Namita Chakrabarty’s performance starts with J.G. Ballard’s introduction to Crash (1995): "Pornography is the most political form of fiction". Then over to Mohammad Siddique Khan, the identified leader of the bomb attack in London on July 7 2005, that in a video recording (made public by Al Jazeera) claimed, "Your democratically chosen governments constantly inflict, all over the world, atrocities against my people. Your support makes you directly responsible. We are at war and I’m a soldier. Now you are going to taste the reality of this situation".

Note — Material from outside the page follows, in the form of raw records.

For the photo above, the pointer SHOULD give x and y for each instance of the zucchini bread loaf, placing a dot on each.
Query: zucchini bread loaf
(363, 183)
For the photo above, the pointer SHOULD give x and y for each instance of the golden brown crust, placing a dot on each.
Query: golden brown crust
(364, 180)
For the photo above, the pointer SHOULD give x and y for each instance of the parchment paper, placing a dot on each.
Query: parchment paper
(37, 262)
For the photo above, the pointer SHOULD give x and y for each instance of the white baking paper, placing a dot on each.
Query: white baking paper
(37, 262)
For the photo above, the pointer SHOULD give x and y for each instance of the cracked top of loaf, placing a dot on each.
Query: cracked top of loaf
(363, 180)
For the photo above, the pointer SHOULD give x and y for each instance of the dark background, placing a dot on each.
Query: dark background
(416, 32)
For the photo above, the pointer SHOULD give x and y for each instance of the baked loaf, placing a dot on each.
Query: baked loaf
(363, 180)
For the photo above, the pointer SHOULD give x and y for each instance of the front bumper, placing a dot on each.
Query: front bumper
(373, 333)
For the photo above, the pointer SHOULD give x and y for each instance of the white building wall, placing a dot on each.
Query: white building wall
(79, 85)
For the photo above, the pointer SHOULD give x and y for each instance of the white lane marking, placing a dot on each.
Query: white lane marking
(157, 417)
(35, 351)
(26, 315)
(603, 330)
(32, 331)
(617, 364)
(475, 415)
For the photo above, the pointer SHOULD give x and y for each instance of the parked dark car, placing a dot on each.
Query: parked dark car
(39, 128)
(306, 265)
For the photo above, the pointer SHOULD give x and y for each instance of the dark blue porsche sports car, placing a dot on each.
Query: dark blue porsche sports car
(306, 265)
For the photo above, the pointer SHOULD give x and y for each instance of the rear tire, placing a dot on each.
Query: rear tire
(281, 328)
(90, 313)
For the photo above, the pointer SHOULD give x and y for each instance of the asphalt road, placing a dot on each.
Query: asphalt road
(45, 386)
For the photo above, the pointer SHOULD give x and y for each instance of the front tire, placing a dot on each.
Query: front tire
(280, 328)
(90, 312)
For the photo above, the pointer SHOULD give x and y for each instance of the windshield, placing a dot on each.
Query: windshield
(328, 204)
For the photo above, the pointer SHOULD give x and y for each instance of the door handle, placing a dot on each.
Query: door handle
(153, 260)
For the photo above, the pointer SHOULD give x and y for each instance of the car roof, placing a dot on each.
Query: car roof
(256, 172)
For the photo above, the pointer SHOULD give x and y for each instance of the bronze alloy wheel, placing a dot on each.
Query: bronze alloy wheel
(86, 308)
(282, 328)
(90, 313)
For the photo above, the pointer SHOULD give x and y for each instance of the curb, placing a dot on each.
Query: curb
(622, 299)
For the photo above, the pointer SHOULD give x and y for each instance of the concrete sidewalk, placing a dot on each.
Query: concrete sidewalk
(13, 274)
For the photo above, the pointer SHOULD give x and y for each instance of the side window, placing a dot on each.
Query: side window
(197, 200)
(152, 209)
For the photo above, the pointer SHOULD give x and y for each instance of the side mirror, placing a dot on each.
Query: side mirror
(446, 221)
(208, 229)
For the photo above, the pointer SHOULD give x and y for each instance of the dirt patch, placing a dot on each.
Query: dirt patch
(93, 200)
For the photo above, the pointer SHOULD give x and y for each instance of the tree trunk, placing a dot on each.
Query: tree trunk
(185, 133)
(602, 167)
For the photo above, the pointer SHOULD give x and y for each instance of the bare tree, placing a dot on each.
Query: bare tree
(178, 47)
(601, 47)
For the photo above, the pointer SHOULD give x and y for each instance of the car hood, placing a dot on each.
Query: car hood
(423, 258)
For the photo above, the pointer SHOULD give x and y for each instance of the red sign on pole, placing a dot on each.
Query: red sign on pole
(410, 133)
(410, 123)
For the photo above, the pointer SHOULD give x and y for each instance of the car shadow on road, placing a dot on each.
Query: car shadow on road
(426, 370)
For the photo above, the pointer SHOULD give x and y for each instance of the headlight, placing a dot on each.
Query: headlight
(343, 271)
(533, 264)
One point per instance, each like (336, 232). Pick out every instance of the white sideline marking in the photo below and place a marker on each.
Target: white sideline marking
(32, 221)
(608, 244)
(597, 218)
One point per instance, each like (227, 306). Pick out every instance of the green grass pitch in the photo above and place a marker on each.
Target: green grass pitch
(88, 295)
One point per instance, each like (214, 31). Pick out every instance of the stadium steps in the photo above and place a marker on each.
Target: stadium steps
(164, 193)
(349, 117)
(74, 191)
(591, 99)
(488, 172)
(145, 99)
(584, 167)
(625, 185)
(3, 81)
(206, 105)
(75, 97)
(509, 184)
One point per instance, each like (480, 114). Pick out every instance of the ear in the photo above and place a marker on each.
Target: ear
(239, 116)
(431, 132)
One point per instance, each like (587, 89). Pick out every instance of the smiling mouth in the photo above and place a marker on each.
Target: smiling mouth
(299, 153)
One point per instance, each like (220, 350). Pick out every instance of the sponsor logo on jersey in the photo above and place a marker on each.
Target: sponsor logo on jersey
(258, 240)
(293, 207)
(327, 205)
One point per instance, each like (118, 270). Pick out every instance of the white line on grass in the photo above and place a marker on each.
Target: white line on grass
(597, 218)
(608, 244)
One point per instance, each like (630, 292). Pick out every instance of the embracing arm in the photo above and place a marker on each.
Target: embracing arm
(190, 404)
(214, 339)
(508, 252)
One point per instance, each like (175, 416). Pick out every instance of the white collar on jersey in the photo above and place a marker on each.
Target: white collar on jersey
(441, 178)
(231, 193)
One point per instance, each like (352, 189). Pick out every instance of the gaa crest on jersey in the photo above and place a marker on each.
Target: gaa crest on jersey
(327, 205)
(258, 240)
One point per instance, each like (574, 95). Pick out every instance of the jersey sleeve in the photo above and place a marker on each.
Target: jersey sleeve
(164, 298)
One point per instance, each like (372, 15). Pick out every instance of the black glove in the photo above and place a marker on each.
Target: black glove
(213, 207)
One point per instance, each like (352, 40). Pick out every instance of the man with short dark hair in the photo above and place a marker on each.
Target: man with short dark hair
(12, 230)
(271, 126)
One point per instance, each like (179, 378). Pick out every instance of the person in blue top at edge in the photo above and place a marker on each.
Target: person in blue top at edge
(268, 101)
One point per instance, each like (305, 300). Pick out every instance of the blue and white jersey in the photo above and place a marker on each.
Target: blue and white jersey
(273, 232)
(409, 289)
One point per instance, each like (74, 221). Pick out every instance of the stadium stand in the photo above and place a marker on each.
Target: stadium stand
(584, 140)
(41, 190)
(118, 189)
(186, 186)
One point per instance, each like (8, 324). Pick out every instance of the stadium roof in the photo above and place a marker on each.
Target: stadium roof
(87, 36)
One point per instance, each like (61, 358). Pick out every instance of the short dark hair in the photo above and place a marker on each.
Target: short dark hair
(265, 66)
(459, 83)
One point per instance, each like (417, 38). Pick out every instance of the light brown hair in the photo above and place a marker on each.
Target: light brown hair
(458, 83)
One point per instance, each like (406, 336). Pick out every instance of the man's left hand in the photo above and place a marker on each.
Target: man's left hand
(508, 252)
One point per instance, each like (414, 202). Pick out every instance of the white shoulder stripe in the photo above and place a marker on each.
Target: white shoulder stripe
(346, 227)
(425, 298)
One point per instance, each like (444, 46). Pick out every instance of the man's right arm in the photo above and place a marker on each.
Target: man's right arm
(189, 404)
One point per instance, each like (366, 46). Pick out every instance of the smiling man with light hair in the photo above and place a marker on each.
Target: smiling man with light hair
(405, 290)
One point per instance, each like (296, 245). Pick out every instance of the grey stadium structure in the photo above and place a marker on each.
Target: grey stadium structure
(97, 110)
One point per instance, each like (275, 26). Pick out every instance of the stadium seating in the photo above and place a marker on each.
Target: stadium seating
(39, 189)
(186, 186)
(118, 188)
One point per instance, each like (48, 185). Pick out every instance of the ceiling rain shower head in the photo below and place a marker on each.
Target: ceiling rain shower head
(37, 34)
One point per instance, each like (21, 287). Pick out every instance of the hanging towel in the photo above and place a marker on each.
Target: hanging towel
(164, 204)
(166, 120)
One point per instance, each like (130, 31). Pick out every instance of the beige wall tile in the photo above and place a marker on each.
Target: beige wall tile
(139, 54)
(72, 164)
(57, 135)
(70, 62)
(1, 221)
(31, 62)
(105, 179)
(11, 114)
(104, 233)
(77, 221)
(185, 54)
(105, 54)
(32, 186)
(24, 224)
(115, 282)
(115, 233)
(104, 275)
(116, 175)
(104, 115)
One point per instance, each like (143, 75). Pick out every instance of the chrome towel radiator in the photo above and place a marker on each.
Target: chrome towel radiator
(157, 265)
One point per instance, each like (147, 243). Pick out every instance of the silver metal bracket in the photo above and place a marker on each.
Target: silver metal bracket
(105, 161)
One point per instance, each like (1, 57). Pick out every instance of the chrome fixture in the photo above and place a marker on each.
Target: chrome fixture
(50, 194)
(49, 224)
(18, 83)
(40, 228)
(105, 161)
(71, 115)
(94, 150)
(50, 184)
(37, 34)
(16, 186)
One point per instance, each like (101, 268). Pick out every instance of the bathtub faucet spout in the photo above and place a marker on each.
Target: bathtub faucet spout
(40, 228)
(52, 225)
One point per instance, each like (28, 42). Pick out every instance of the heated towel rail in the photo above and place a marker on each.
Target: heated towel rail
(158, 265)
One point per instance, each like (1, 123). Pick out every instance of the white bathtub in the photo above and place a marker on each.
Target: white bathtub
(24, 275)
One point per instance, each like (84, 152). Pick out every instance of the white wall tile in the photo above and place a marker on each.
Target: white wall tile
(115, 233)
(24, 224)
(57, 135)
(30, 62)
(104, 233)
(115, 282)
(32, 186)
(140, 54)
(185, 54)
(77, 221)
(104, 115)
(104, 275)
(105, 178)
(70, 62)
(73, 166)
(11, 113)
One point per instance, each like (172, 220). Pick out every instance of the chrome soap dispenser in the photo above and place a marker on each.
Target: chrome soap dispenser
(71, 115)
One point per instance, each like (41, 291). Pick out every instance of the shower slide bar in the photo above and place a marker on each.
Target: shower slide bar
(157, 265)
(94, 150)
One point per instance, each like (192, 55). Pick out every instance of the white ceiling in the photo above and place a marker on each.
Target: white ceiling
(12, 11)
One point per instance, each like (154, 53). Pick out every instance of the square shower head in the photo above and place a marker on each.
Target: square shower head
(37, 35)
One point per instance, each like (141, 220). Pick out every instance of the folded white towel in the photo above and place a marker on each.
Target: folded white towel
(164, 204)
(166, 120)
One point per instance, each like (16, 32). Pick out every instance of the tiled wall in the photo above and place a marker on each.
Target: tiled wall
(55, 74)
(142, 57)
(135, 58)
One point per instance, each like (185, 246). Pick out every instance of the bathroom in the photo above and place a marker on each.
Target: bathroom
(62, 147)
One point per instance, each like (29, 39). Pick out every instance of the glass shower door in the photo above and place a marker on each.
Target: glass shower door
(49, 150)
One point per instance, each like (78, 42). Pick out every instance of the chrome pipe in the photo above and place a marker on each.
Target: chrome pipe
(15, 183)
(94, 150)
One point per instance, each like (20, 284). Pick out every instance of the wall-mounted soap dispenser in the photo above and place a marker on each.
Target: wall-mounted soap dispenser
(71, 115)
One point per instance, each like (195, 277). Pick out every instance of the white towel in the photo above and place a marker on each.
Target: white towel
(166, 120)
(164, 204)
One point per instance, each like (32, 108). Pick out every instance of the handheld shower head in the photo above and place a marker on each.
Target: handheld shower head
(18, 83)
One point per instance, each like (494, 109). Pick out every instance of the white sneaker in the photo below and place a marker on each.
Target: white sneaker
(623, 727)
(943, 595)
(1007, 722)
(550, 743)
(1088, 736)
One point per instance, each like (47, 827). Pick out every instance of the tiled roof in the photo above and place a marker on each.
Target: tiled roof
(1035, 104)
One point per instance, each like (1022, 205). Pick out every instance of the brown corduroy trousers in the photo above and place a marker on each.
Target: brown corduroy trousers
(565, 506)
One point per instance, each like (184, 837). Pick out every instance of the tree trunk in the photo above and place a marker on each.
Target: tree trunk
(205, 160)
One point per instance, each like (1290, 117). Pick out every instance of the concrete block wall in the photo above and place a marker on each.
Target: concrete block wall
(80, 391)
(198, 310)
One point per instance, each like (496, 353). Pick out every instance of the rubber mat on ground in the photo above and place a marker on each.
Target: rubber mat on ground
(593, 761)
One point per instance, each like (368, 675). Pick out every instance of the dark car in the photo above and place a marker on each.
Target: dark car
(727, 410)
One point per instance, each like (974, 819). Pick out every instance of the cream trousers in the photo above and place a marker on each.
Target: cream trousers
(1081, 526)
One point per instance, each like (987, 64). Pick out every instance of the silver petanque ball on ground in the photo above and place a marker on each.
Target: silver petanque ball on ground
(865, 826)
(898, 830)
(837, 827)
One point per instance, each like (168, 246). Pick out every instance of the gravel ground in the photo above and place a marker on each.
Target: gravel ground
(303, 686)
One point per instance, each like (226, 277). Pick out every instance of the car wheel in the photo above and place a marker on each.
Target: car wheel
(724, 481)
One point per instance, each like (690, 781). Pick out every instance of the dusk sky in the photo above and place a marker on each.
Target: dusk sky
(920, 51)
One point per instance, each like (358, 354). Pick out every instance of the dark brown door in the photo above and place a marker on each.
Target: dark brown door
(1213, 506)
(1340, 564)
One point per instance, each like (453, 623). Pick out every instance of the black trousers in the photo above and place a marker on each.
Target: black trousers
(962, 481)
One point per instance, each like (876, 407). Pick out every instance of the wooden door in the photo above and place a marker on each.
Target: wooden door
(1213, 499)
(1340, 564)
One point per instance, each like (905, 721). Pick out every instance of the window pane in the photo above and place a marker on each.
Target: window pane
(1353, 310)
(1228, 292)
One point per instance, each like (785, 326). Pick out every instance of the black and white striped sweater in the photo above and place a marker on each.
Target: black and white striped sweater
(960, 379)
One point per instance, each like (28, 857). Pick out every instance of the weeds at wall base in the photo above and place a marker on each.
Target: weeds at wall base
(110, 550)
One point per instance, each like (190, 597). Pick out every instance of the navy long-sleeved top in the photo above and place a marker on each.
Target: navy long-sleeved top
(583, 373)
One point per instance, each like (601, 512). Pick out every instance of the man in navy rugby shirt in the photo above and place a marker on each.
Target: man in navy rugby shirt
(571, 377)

In her presentation Chakrabarty uses words, pictures and music to discuss the multiculturalism in London, before and after the attacks. It is a journey of discovery through the year 2000’s race-conflicts, gender-battles and wars of terror -from J.G. Ballard to Mohammed Siddique Khan. Chakrabarty draws support from both the utopian multiculturalism that the 1960`s peace & love society heralded, as well as the contemporary contrast between multiculturalism as a media tool, and the reality of experienced mono-culturalism.

The skeletons of the past seem, from Chakrabarty’s perspective, to constitute a hindrance for future prospects. Using her personal memories from London in 1989, when Rushdie’s, The Satanic Verses were published, her thoughts point to contemporary American and British literature (DeLillo, Roth, Smith and Wolfe), trying to find a relationship between gender, race and class. The following extract from Chakrabarty’s novel, Extract from Race (2005) gives us a hint of what we can look forward to:

women in salwar kameez and chemical blondes in mini skirts and tattoos struggle past in opposite directions with the same package of kids in pushchairs and carriers from Asda all dwarfed by the spiders web of pylons gas towers and in the distance the skyscrapers being constructed in the concrete metropolis of the soon to be Canary Wharf in the background behind me just a metre away from my front door so close someone could almost touch me the traffic lights are red someone shouts through an open car window go back to where you came from paki

later

she asks where I am from I say India she tastes the word on her tongue and seems to savour me with her eyes

Namita Chakrabarty is a writer and teacher at the School of Education, University of East London.